A federal judge has blocked part of a Trump administration plan that would have narrowed access to loans for students pursuing graduate degrees in nursing, physical therapy, public health and other fields, pausing one piece of a federal squeeze on education while leaving the loan caps themselves in place.
The ruling came as the Education Department’s definition of a “professional degree” was set to help determine who gets more borrowing room and who gets shoved into tighter financial corners. Under the new rules, programs designated as “graduate” programs face a loan cap of $100,000, while professional degrees are capped at $200,000. Those caps were passed as part of the One Big Beautiful Bill Act and are set to take effect in July.
Who Gets Cut Off
The Education Department defined pharmacy, dentistry, veterinary medicine, chiropractic, law, medicine, optometry, osteopathic medicine, podiatry and theology as professional programs. Eight groups sued after being left out of that definition, representing nurse practitioners, therapists, public health workers, speech language pathologists, physician assistants and more.
Those groups said students would be forced to forgo their education or accept burdensome private loans. That is the practical machinery of the policy: a federal gatekeeping system deciding which kinds of labor are worthy of broader access and which workers should be pushed toward debt or out of the pipeline entirely.

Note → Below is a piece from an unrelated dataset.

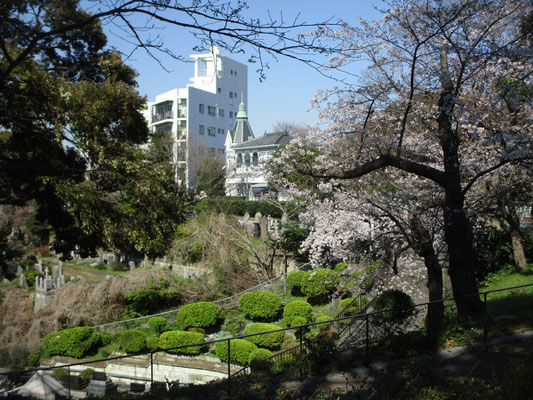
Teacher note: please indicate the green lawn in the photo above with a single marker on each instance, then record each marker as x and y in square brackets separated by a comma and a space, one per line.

U.S. District Judge Beryl Howell paused the Education Department’s definition of a “professional degree” late Wednesday. In doing so, she found issue with the agency making updates that added “more stringent requirements” to the definition. Those new requirements include that professional degree holders “must work free from another professional’s supervision.”
Howell said Congress didn’t give the Education Department this authority and raised concerns that a loss of opportunities for prospective students would be “detrimental to the public, particularly in underserved communities that may face a shortage of healthcare and other critical professional services.”

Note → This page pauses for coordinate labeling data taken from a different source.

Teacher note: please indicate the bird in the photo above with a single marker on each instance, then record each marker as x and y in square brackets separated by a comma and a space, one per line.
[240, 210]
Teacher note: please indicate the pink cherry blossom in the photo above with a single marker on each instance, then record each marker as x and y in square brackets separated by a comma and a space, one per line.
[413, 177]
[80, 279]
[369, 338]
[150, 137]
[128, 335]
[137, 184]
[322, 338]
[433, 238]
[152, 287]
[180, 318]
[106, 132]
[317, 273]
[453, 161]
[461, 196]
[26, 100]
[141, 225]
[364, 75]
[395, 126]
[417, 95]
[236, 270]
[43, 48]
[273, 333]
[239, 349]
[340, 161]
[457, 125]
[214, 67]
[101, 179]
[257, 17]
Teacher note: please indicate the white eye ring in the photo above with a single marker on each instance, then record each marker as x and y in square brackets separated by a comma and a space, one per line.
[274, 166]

What the Apparatus Is Doing
The ruling does not stop the loan caps themselves. So while the Education Department’s narrower definition is paused, the broader structure of borrowing limits remains in place, waiting to bite in July.

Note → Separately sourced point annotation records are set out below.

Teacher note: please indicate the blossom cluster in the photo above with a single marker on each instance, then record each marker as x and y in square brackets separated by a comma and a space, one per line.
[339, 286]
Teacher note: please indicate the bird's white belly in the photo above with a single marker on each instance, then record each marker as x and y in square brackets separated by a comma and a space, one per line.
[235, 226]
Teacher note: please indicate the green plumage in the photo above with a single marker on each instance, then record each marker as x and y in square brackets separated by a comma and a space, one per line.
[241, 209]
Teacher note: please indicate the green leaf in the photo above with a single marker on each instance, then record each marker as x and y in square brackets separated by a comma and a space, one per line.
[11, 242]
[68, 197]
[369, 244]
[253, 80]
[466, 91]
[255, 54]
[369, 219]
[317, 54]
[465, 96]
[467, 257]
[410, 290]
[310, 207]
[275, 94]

The Education Department said in a written statement that it is “reviewing the order and will take appropriate action.” It previously defended the caps on student loans, saying they were already incentivizing colleges and universities to lower tuition.
That defense reads like the usual top-down script: squeeze students, then call it discipline. The burden lands on people trying to enter nursing, therapy, public health and other fields that already serve communities under strain, while the institutions and agencies at the top frame the cuts as efficiency.
Who Pays for the Decision
The hierarchy cost is spelled out in the lawsuit and in Howell’s ruling. The groups that sued said students could be forced into private loans or shut out of their education altogether. Howell warned that the loss of opportunities could be especially harmful in underserved communities that may already face shortages of healthcare and other critical professional services.
The American Association of Nurse Practitioners, one of the groups that sued, described the ruling in a Facebook post Thursday as “an important step for NP students, the future health care workforce and the patients who depend on them.”
A lawsuit filed by a coalition of Democratic-led states that also challenges the caps is still pending. The legal fight continues inside the same system that created the problem in the first place, with one branch of authority checking another while the underlying loan limits remain poised to shape who gets to study, who gets debt, and who gets left out.